Electronic Thesis and Dissertation Repository


Doctor of Philosophy


Statistics and Actuarial Sciences


W. John Braun


Nonparametric density estimators are used to estimate an unknown probability density while making minimal assumptions about its functional form. Although the low reliance of nonparametric estimators on modelling assumptions is a benefit, their performance will be improved if auxiliary information about the density's shape is incorporated into the estimate. Auxiliary information can take the form of shape constraints, such as unimodality or symmetry, that the estimate must satisfy. Finding the constrained estimate is usually a difficult optimization problem, however, and a consistent framework for finding estimates across a variety of problems is lacking.

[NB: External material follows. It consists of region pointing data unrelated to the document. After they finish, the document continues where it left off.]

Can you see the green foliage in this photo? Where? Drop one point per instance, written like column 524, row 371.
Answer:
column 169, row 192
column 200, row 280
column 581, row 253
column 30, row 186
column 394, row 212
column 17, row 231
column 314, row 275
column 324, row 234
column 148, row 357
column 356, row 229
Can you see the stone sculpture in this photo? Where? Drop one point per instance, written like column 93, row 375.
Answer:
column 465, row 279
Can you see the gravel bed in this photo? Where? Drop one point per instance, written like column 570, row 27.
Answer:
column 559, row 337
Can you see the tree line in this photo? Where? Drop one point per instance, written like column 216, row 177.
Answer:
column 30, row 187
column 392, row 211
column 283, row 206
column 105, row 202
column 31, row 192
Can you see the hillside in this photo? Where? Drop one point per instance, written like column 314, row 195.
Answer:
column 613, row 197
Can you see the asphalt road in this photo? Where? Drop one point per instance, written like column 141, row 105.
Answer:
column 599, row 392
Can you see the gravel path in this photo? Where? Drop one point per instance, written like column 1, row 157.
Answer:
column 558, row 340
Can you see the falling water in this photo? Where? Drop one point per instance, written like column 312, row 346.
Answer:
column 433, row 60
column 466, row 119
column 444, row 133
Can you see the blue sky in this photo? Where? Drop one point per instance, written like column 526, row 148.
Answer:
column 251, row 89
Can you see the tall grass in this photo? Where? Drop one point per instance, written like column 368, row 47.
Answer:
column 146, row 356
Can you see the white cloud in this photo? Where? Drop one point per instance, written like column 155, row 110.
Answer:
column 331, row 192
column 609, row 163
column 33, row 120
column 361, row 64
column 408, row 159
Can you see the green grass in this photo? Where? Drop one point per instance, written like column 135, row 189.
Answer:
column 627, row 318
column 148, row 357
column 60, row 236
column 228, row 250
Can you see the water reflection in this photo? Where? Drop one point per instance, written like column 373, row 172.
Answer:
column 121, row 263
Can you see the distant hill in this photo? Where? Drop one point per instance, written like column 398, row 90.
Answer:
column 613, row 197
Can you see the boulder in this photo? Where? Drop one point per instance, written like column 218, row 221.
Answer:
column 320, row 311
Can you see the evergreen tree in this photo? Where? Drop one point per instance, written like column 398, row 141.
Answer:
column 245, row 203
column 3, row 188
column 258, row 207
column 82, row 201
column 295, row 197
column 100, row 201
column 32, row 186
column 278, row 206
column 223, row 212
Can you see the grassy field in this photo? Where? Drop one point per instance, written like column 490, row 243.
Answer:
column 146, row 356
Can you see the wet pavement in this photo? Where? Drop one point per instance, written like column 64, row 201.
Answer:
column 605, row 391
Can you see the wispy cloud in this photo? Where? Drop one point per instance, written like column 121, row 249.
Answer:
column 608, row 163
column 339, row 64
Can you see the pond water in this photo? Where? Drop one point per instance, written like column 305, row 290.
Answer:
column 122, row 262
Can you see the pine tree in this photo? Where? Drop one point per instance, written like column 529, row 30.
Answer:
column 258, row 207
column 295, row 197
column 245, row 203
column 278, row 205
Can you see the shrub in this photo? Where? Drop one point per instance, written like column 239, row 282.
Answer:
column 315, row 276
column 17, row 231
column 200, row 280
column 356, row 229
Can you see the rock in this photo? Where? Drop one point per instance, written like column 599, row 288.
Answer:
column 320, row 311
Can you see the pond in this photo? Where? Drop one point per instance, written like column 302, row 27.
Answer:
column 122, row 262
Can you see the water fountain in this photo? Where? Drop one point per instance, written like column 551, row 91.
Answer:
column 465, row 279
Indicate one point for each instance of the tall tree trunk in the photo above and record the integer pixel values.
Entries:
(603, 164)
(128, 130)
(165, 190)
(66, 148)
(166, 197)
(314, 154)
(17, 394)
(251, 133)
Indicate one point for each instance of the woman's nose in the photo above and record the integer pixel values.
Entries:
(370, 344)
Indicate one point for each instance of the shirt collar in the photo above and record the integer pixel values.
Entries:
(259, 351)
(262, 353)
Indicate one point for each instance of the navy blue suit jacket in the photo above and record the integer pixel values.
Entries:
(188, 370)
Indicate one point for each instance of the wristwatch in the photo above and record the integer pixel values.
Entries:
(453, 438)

It is proposed to find shape-constrained density estimates by starting with a pilot estimate obtained by standard methods, and subsequently adjusting its shape until the constraints are satisfied. This strategy is part of a general approach, in which a constrained estimation problem is defined by an estimator, a method of shape adjustment, a constraint, and an objective function. Optimization methods are developed to suit this approach, with a focus on kernel density estimation under a variety of constraints. Two methods of shape adjustment are examined in detail. The first is data sharpening, for which two optimization algorithms are proposed: a greedy algorithm that runs quickly but can handle a limited set of constraints, and a particle swarm algorithm that is suitable for a wider range of problems. The second is the method of adjustment curves, for which it is often possible to use quadratic programming to find optimal estimates.

The methods presented here can be used for univariate or higher-dimensional kernel density estimation with shape constraints. They can also be extended to other estimators, in both the density estimation and regression settings. As such they constitute a step toward a truly general optimizer, that can be used on arbitrary combinations of estimator and constraint.